The main thing to notice is that the WARNING is coming from the main thread, not from one of the worker threads. The thing about this is that (as I understand things) every worker thread gets it’s own process instances, so they don’t collide. The processes which got created on the main (master) thread are never actually invoked. So the instance of G4CMPPhononBoundaryProcess on the master thread should still be in its initial state.

Next, notice that the “previous write” is reported to have come from thread T2, by way of a mutex. Since T2 has already been deleted, the traceback for that write is gone. But why would T2 have been writing back into a TouchableHandle on the master thread? Shouldn’t each worker thread have their own local objects?
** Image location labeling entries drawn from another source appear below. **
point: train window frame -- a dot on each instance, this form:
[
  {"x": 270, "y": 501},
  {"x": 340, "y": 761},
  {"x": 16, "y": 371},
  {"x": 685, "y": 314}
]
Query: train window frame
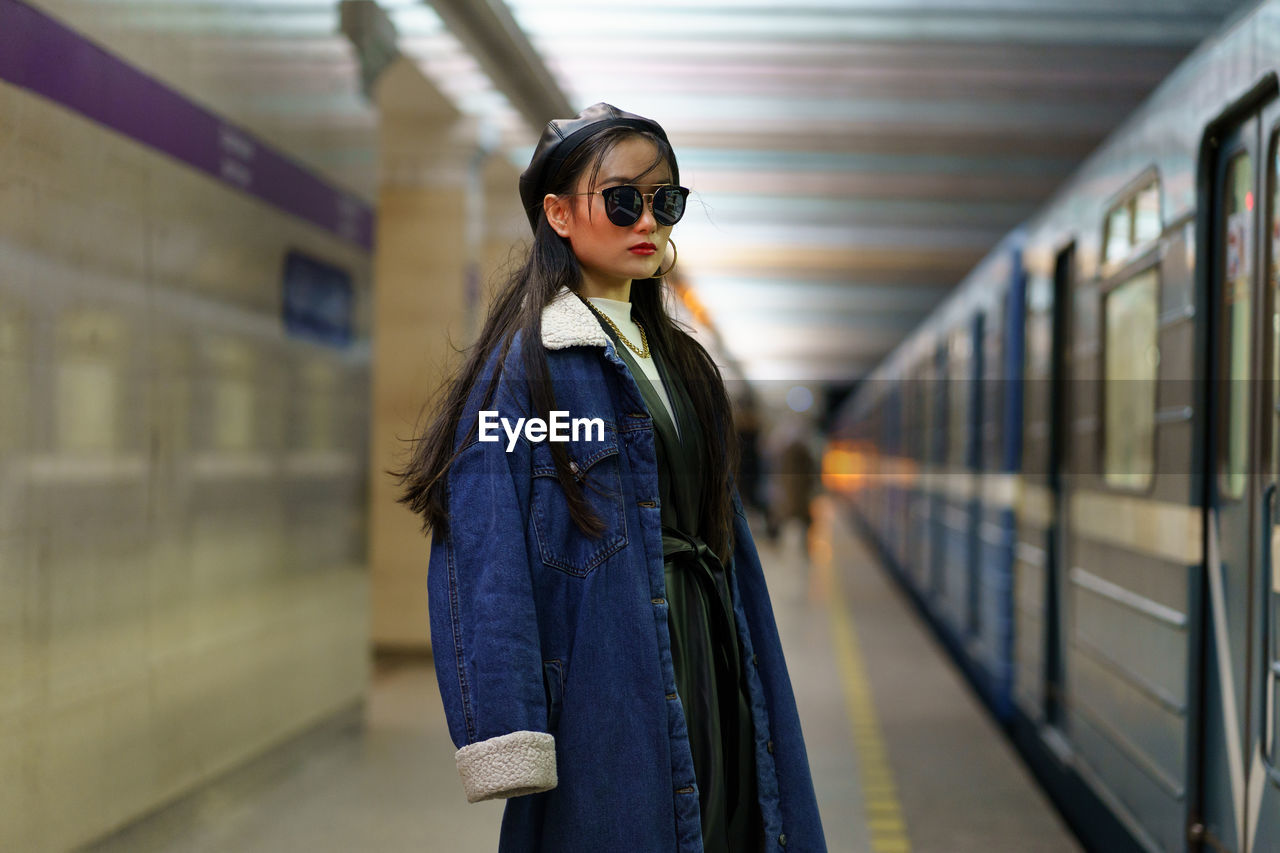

The mutex itself is reported to have come from a thread-local singleton of G4ProcessTable, presumably by thread T2? But why should a G4ThreadLocalSingleton need a mutex to write into itself or a thread-local object it owns?
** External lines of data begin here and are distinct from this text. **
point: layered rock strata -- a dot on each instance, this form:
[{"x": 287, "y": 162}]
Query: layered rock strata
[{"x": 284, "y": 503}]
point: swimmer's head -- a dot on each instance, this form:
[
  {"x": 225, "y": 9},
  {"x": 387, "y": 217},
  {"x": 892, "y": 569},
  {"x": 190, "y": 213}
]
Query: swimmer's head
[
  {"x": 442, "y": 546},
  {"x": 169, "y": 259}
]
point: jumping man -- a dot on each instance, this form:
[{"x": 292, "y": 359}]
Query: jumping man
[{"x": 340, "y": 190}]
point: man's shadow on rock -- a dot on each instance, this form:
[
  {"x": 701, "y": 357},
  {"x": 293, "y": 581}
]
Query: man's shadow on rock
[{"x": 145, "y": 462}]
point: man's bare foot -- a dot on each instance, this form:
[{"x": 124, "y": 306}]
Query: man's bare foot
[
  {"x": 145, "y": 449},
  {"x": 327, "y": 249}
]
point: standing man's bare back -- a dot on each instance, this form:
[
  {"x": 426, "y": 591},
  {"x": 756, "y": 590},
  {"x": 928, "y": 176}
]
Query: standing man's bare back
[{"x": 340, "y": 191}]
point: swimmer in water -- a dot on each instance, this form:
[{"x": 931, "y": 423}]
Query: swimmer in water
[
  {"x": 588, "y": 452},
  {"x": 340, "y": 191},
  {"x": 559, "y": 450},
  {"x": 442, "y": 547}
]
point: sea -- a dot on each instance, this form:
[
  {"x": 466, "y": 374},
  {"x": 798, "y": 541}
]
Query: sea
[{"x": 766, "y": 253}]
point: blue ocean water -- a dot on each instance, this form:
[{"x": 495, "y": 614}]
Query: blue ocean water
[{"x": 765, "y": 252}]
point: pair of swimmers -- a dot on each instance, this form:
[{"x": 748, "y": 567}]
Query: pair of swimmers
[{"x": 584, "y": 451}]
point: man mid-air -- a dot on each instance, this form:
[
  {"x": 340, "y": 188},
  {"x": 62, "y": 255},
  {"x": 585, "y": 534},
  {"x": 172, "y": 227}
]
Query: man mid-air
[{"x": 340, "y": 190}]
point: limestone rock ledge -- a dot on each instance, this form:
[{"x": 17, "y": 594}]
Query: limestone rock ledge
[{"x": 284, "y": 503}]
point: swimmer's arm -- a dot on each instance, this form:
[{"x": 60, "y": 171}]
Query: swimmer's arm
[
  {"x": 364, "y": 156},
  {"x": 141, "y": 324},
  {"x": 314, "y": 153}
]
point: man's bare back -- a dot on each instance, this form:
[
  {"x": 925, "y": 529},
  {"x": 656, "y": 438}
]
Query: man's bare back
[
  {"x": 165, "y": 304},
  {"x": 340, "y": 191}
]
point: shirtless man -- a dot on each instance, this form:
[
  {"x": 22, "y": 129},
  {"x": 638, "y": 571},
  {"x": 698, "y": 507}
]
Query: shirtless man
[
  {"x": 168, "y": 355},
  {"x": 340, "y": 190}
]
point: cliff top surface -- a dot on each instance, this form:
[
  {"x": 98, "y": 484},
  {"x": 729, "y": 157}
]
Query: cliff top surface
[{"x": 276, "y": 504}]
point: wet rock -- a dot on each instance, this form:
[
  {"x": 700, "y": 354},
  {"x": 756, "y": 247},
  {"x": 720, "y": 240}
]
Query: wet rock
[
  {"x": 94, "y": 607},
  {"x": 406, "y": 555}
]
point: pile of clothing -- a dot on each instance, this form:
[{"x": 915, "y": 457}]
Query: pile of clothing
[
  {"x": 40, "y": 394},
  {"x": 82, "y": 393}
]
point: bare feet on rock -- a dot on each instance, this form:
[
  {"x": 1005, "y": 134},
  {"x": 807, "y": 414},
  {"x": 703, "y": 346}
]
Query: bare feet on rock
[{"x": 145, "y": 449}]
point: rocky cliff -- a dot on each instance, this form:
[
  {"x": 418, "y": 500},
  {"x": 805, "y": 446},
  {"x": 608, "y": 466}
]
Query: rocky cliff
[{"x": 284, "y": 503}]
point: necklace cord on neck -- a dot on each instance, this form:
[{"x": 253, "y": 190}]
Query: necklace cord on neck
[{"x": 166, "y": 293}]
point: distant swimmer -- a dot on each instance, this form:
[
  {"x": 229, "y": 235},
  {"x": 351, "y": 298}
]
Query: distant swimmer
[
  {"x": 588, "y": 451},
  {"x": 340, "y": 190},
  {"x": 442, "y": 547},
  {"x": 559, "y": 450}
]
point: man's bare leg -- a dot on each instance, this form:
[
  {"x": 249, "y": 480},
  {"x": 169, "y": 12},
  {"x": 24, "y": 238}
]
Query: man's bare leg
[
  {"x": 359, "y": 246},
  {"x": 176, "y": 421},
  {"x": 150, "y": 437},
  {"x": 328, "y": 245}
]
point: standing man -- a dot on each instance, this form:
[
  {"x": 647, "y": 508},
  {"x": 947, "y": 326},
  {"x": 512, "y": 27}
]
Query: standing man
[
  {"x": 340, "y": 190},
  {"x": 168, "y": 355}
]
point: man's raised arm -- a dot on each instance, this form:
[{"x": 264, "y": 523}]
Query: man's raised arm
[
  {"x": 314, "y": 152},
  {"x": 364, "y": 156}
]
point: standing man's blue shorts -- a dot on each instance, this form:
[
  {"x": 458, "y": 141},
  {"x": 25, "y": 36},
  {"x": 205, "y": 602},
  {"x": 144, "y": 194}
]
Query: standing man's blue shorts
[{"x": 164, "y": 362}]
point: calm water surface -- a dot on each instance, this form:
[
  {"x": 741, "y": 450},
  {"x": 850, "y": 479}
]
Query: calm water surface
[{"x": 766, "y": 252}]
Other than G4ParticleChangeForTransport, which is what we followed when writing our own PC, are there any other examples we can look at to understand what we’re doing wrong, and what we should be doing differently?

I modified our {{G4CMPParticleChangeForPhonon}} constructor, so that it now has an explicit

   theTouchableHandle = 0;

(and nothing else). The destructor is still a no-op. Now the thread-sanitizer code says there’s nothing wrong at all, no double-delete, no access after delete, no errors or warning in my whole job.

Even though the problem has gone away, I still don’t understand what’s happening. I’d be grateful if someone could talk through (or point me at a TWiki page?) that explains how the {{G4TouchableHandle}} works behind the scenes?

I was wrong about the problem going away (I had run from a different clone which wasn’t built with thread-sanitizing). I continue to get the end-of-job complaint (and other users see intermittent segfaults) no matter how much I try to pre-clear the local TouchableHandle data member.

This continues to be an insoluble problem for us, and it continues to cause end-of-job segmentation faults for many of my collaborators. I’d be very grateful to engage either @gcosmo or @japost to try to understand how we should be writing a ParticleChange subclass which allows changing the TouchableHandle of the post-step point.